Failure to Meet Minimum Nursing Care Hours
Penalty
Summary
The facility failed to consistently provide the minimum required 3.2 hours of direct general nursing care per resident per 24-hour period, as mandated by regulation effective July 1, 2024. A review of staffing records revealed that on 17 out of 21 days reviewed, the facility's nursing hours fell below this minimum threshold. Specific dates were identified where the direct care nursing hours per resident ranged from 2.71 to 3.16, all below the required standard except for one day. An interview with the Director of Nursing confirmed that the facility did not consistently meet the required nursing care hours for each resident on a daily basis.

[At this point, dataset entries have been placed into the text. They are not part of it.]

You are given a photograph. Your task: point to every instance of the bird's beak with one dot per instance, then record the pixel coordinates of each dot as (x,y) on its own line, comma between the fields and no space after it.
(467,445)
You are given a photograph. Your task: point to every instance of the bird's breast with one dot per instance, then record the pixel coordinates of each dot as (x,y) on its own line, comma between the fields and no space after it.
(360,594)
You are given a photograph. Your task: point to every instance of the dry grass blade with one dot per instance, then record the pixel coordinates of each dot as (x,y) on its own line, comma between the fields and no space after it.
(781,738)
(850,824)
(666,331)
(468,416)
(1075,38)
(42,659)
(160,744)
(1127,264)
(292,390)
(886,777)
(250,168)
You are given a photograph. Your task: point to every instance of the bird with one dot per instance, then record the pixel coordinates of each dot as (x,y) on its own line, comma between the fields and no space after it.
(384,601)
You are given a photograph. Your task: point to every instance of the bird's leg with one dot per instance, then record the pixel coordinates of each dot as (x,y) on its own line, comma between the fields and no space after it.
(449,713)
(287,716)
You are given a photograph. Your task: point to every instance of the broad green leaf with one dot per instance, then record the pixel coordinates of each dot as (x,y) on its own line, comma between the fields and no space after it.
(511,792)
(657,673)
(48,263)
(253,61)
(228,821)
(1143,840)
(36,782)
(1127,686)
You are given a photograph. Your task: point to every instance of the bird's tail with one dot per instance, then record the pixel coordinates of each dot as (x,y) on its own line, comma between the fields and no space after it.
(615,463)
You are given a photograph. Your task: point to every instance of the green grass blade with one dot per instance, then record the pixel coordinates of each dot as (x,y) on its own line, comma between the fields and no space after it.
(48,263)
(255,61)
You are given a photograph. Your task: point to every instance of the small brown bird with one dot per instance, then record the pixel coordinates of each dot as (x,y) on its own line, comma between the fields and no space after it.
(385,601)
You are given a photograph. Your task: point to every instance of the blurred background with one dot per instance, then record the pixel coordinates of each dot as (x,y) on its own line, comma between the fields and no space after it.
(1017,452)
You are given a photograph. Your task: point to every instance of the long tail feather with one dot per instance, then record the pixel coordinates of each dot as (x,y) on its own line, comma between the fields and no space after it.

The deficiency was identified through a combination of staffing level reviews and staff interviews, with no additional information provided regarding the medical history or condition of individual residents at the time of the deficiency.
Plan Of Correction
The facility cannot correct the inability to meet the minimum nurse staffing of 3.2 hours of general nursing care to each resident on the cited dates; however, efforts are continuously being made to maintain staffing hours within regulatory guidelines. Moving forward, the facility will make good faith efforts by continuing to recruit staff by participating in job fairs, offering sign-on and referral bonuses, and utilizing internal/external resources in the event of staffing requirement deficits. RDCS will re-educate the NHA, Nursing Administration, RN Supervisors, and Scheduler and HR/Payroll staff on PA staffing PPD requirements. To monitor and maintain ongoing compliance, the NHA/designee will audit daily nursing hours weekly for 4 weeks, and then monthly for 2 months. The audit outcomes will be presented to the QAPI Committee for further review and recommendations.